Predicting early respiratory-related mortality after lung cancer radiotherapy

Abstract

In this thesis, we aimed to address the time-consuming manual preparation of radiotherapy (RT) data, which poses a barrier to large-scale dose-response studies, by developing automated methods for this task. Using data from multiple hospitals prepared with these methods, we also aimed to develop risk models for early respiratory-related mortality following RT for non-small-cell lung cancer. The thesis encompasses five papers. In Paper I, we investigated the feasibility of automatically collecting available RT data from four hospitals. Patient age and absorbed dose to the lungs were combined with manually collected outcome data to estimate a logistic risk model for early respiratory-related mortality.
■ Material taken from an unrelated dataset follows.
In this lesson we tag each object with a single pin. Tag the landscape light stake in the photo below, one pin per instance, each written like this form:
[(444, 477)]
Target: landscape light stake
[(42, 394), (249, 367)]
In Paper III, we developed a semi-automated workflow for efficient preparation of additional RT data, including data cleanup, quality controls, and automatic segmentation of the organs at risk (OARs) heart, proximal bronchial tree, and esophagus with an in-house deep-learning segmentation model. In Paper IV, we performed quality assurance of this segmentation model, trained with cases from a single hospital, to assess its suitability for generating reliable dose data across all four hospitals. Quality controls focusing on the autosegmentations were also developed. In Paper II, we simulated the impact of delineation errors on the estimated OAR doses as well as the impact of OAR dose errors on estimated dose-response relationships, informing data preparation choices for Paper V. Finally, in Paper V, we evaluated candidate predictors of early respiratory-related mortality among patient age and absorbed doses to the lungs, heart, proximal bronchial tree, and esophagus. The key predictors were used to estimate a risk model by combining cause-specific Cox regression and the Aalen-Johansen estimator. In conclusion, our automated methods enabled multi-hospital preparation of RT data for dose-response modeling. Using these data, we identified patient age and absorbed dose to the lungs as key predictors of early respiratory-related mortality and developed a risk model based on these predictors.